One of the disadvantages of writing for this blog is that sometimes I feel as though I spend so much time deconstructing bad science and pseudoscience in medicine that I’m rarely left with the time or the opportunity to discuss some interesting science. Of course, even when I do that, usually it’s in the context of that very same bad science or pseudoscience, and this post won’t be different. Still, there was some interesting science with respect to vaccines published last week in Science, and I think it’s worth looking over. The only thing that surprises me is that the antivaccine movement hasn’t jumped all over it yet. On the other hand, its press coverage was relatively minimal, and I didn’t really notice it until an article appeared on (sadly, yes) The Huffington Post entitled “The Measles Vaccine Can Protect Against Much More Than Measles, According To New Study“:

A new study suggests the measles shot comes with a bonus: By preventing that disease, the vaccine may also help your body fight off other illnesses for years.

It’s long been known that contracting measles weakens the immune system for weeks or months, putting people, especially children, at increased risk for potentially fatal infection by a host of germs.

Now, scientists find that this vulnerable period goes on much longer than thought, up to three years. So the benefit of avoiding measles also extends longer than was appreciated.
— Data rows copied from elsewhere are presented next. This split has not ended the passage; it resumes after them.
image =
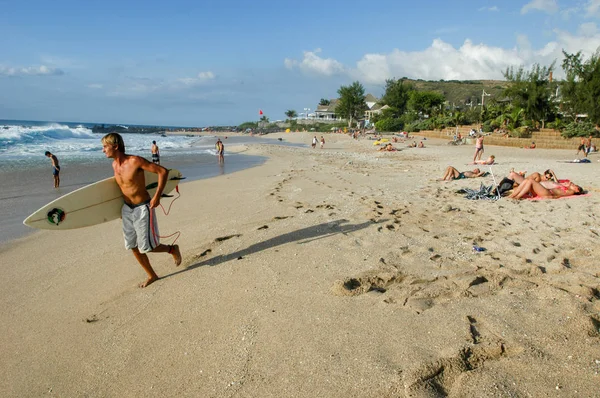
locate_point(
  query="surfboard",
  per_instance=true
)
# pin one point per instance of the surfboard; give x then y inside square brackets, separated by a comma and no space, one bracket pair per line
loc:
[93,204]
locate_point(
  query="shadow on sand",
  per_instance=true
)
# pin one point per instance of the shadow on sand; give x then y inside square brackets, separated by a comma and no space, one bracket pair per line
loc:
[301,236]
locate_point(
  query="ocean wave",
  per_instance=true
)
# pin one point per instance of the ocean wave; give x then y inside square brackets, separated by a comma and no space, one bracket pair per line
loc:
[74,141]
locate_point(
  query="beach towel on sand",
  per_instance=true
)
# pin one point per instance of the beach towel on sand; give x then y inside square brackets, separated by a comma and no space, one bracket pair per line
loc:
[483,193]
[584,160]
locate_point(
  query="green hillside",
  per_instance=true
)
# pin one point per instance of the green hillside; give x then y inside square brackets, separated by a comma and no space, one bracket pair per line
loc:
[461,92]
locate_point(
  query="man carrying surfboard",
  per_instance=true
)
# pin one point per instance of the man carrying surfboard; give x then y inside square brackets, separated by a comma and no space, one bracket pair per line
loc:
[140,228]
[55,168]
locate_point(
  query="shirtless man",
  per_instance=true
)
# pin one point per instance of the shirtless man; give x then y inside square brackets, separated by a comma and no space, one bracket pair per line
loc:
[55,168]
[478,148]
[452,173]
[140,228]
[155,153]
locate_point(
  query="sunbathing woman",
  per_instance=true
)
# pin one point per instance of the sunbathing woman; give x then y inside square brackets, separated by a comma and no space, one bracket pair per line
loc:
[548,175]
[488,161]
[453,174]
[531,188]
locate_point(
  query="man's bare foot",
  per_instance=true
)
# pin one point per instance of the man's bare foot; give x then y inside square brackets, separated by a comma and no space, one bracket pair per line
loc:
[174,251]
[149,281]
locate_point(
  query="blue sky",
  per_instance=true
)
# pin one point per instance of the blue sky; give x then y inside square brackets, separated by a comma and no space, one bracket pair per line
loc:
[198,63]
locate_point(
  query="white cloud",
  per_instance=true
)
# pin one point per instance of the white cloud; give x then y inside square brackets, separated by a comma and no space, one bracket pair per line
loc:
[139,86]
[548,6]
[41,70]
[312,63]
[593,8]
[200,78]
[470,61]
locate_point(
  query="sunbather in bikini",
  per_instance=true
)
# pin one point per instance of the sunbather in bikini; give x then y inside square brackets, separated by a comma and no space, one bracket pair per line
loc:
[452,173]
[545,179]
[488,161]
[531,188]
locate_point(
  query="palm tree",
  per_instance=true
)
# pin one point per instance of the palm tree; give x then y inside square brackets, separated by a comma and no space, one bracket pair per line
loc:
[290,113]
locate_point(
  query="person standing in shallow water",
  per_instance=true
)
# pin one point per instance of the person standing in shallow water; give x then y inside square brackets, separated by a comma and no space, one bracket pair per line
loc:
[478,148]
[140,228]
[55,168]
[220,148]
[155,153]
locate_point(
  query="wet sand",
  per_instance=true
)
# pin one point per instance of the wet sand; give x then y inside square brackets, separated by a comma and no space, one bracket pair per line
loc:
[321,273]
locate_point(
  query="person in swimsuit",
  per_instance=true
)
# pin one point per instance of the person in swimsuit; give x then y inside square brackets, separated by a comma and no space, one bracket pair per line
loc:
[155,153]
[547,176]
[220,148]
[531,188]
[488,161]
[55,168]
[581,147]
[452,173]
[478,148]
[140,228]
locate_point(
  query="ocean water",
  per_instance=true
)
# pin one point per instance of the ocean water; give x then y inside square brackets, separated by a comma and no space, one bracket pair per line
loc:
[26,175]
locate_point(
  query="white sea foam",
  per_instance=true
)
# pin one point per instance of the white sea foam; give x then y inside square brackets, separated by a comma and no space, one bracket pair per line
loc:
[20,142]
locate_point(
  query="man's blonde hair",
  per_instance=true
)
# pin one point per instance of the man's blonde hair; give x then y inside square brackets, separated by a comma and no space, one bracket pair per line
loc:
[114,139]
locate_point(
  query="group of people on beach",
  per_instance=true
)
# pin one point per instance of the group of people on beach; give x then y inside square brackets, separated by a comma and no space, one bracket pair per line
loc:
[586,146]
[315,141]
[140,227]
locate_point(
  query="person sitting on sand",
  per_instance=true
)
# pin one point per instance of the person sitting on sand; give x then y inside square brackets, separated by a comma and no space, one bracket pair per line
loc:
[488,161]
[531,188]
[387,148]
[452,173]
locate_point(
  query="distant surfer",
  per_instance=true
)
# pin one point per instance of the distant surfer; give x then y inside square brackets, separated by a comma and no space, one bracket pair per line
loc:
[140,228]
[155,153]
[55,168]
[220,148]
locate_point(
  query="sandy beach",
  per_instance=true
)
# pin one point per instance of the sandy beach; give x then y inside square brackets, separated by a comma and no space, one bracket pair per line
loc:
[341,272]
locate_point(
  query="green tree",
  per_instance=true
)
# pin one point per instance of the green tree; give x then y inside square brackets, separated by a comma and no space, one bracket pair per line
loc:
[351,105]
[290,113]
[426,102]
[397,94]
[580,90]
[531,91]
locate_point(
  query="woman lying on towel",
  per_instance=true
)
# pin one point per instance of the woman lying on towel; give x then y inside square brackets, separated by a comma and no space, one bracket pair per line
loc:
[545,179]
[452,173]
[531,188]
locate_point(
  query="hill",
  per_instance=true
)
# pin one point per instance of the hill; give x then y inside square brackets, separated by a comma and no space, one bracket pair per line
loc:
[462,92]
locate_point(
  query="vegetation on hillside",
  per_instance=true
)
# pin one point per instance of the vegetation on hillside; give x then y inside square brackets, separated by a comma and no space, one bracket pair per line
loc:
[526,101]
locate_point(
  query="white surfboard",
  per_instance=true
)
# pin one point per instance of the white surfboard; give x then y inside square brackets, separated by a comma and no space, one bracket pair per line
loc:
[93,204]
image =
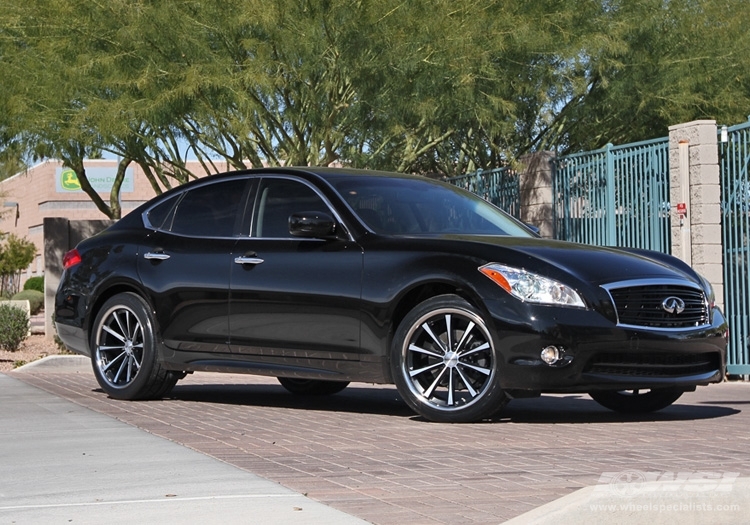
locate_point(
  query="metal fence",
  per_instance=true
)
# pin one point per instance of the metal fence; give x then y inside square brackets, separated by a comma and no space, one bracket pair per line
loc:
[500,186]
[734,152]
[615,196]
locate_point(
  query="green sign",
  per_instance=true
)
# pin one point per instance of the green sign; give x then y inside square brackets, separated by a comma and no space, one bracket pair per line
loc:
[69,180]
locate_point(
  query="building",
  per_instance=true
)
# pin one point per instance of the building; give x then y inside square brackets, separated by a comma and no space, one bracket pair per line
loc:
[50,190]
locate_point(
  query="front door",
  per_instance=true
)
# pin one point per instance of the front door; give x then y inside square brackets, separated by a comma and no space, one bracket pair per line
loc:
[295,302]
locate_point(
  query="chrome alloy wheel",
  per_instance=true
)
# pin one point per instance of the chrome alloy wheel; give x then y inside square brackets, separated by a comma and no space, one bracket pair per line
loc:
[119,346]
[449,361]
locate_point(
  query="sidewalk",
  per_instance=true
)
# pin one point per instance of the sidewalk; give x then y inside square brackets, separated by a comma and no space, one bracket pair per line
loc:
[62,463]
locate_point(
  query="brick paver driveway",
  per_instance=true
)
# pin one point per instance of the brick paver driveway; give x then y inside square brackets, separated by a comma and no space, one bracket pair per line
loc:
[363,452]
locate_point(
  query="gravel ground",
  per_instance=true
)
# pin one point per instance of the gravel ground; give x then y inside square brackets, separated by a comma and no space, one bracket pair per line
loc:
[33,348]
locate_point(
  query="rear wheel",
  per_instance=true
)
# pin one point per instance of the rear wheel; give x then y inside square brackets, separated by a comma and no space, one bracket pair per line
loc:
[123,351]
[636,401]
[314,387]
[445,364]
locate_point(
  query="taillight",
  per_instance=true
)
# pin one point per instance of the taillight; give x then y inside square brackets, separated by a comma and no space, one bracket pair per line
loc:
[71,258]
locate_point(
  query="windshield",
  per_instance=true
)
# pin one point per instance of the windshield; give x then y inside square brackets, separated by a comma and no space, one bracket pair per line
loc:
[413,206]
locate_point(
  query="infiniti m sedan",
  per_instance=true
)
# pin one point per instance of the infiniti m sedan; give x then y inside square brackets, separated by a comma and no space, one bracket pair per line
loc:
[321,277]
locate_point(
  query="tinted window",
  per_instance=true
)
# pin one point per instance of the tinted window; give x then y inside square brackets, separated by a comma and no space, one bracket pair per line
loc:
[395,206]
[210,211]
[159,213]
[277,200]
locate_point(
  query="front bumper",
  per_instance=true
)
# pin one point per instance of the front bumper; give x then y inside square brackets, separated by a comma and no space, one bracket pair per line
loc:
[600,355]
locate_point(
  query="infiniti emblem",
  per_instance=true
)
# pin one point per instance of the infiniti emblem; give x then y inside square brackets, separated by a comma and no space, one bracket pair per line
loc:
[673,305]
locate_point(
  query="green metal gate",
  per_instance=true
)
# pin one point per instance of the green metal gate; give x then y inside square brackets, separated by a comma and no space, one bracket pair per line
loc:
[734,150]
[615,196]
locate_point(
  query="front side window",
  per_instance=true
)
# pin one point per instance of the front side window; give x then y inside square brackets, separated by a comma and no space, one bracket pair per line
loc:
[277,200]
[210,210]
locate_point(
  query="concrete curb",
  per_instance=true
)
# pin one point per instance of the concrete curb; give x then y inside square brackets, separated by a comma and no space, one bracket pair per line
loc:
[58,363]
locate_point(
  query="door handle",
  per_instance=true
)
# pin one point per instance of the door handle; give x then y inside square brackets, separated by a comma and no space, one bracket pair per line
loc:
[158,256]
[248,259]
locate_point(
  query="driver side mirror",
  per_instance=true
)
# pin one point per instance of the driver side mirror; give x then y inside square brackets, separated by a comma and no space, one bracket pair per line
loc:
[312,225]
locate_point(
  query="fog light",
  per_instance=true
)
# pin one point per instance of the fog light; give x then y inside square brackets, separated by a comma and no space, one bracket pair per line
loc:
[551,355]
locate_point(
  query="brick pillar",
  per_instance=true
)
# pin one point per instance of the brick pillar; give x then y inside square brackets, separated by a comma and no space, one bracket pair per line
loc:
[695,181]
[536,192]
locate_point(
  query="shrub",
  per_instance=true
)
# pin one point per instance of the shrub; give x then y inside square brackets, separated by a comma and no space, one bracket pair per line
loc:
[36,300]
[34,283]
[14,327]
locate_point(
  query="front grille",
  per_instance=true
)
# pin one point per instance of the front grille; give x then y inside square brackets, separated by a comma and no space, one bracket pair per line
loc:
[643,306]
[653,365]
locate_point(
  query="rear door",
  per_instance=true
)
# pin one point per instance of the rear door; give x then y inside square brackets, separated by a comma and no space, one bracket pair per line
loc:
[186,264]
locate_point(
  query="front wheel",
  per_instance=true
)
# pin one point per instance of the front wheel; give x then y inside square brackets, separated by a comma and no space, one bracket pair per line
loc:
[312,387]
[636,401]
[123,351]
[445,363]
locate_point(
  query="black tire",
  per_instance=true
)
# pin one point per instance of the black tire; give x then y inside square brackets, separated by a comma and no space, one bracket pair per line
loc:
[312,387]
[123,351]
[445,363]
[636,401]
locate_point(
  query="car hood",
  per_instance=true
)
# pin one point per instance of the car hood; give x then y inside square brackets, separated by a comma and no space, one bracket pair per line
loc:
[594,264]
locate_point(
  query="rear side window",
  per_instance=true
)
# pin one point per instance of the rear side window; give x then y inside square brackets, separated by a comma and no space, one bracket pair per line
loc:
[211,210]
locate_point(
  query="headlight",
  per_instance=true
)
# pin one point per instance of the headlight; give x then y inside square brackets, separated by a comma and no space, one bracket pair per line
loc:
[531,287]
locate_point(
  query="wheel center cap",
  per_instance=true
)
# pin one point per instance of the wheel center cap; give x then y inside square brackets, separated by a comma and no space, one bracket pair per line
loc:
[450,359]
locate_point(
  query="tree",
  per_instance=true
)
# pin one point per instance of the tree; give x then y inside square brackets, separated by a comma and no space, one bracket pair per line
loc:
[16,255]
[428,86]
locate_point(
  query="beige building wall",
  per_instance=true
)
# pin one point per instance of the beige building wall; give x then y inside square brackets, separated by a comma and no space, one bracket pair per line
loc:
[30,196]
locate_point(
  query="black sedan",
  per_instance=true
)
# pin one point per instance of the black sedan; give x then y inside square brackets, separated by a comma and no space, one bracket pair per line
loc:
[320,277]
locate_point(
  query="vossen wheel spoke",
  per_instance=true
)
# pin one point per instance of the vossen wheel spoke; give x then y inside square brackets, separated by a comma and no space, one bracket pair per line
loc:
[114,334]
[471,390]
[413,373]
[481,370]
[436,339]
[415,348]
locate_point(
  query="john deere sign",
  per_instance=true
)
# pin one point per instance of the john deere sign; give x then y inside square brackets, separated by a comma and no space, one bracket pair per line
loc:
[101,180]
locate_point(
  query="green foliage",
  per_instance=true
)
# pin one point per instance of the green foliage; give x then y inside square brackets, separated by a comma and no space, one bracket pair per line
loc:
[35,298]
[34,283]
[16,254]
[14,327]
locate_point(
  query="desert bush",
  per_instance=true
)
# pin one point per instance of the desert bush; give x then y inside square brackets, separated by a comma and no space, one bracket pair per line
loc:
[35,298]
[14,327]
[34,283]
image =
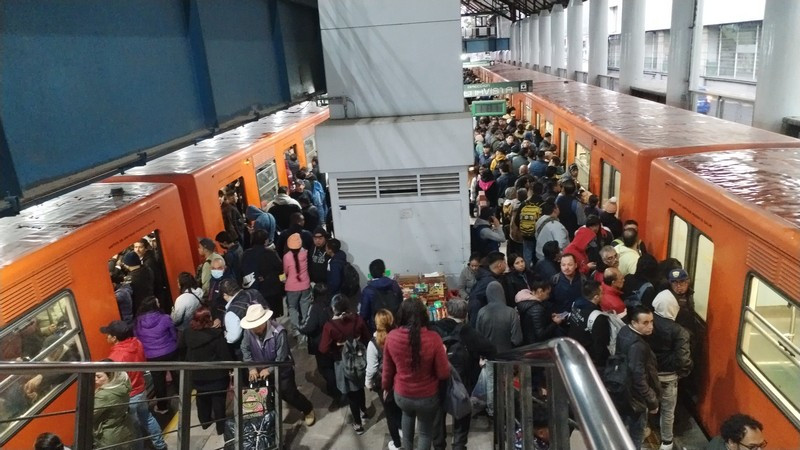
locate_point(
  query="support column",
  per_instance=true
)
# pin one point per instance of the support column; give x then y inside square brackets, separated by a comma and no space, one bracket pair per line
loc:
[777,90]
[632,44]
[598,40]
[557,37]
[544,40]
[686,17]
[574,38]
[535,42]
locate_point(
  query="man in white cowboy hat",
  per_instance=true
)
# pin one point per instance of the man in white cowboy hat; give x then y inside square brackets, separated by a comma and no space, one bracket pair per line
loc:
[265,341]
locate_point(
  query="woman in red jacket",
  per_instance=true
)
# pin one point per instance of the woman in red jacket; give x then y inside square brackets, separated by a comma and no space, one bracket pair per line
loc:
[414,362]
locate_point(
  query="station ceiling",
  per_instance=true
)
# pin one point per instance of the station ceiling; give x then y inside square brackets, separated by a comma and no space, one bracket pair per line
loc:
[510,9]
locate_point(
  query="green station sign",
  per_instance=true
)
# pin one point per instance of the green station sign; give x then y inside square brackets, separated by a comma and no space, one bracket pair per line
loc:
[489,89]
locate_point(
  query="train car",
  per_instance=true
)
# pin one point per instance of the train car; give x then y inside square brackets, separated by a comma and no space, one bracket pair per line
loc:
[251,159]
[613,137]
[732,219]
[55,289]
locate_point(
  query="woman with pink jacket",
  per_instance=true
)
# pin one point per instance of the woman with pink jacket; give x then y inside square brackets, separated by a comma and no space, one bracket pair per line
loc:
[298,282]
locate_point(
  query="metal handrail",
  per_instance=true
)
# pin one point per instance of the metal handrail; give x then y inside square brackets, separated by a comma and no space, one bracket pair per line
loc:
[570,373]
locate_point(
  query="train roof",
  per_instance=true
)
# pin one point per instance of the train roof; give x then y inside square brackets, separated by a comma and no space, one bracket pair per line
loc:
[43,224]
[645,124]
[767,179]
[194,157]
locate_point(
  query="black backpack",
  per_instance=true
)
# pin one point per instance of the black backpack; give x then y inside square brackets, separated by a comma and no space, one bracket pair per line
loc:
[385,299]
[457,352]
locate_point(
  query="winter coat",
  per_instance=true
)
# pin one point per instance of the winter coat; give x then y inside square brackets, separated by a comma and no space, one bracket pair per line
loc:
[185,306]
[262,221]
[157,334]
[296,280]
[645,386]
[497,321]
[130,350]
[206,345]
[318,316]
[369,292]
[535,320]
[112,423]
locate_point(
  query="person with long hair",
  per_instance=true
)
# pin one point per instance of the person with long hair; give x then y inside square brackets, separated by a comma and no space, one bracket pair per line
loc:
[319,314]
[414,362]
[202,342]
[160,341]
[344,326]
[186,303]
[384,323]
[112,423]
[298,283]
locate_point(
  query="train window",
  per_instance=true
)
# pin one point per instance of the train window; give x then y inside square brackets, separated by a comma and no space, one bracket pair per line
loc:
[611,182]
[267,178]
[770,344]
[51,332]
[695,251]
[583,157]
[563,144]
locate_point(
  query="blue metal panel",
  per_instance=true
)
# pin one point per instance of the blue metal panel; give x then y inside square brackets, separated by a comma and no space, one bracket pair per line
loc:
[85,82]
[242,61]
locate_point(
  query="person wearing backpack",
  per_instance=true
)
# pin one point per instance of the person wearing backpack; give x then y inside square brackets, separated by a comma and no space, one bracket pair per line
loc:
[345,338]
[643,389]
[380,293]
[594,339]
[465,346]
[414,363]
[384,323]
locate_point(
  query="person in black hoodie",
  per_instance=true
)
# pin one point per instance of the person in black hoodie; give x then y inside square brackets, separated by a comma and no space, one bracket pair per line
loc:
[262,268]
[200,342]
[318,257]
[477,347]
[319,314]
[536,318]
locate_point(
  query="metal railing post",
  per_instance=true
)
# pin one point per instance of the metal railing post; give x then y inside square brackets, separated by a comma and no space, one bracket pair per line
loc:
[84,411]
[557,404]
[185,402]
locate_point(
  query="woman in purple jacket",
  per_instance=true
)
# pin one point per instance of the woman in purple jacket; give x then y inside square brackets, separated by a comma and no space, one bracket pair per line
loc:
[160,341]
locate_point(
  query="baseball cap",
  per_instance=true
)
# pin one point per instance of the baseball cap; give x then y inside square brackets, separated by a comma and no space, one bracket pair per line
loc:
[677,275]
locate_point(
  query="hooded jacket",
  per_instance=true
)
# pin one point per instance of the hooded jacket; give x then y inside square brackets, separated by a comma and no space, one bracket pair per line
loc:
[157,334]
[111,421]
[262,221]
[670,341]
[206,344]
[497,321]
[366,310]
[645,387]
[534,317]
[583,237]
[130,350]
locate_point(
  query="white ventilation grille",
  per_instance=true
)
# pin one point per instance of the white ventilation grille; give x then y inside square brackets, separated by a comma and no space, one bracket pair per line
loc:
[398,186]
Researchers also found that measles vaccination campaigns were followed by a drop in deaths for other infectious diseases.

Experts said the work is a wake-up call to parents who don’t vaccinate their children out of unfounded fears about a link between vaccines and autism.


Or, as is reported in more detail in this NPR story, this is what happened after the introduction of measles vaccination campaigns:

Childhood deaths from all infectious diseases plummeted. Even deaths from diseases like pneumonia and diarrhea were cut by half.

Scientists saw the same phenomenon when the vaccine came to England and parts of Europe. And they see it today when developing countries introduce the vaccine.

“In some developing countries, where infectious diseases are very high, the reduction in mortality has been up to 80 percent,” says Michael Mina, a postdoc in biology at Princeton University and a medical student at Emory University.

“So it’s really been a mystery — why do children stop dying at such high rates from all these different infections following introduction of the measles vaccine,” he says.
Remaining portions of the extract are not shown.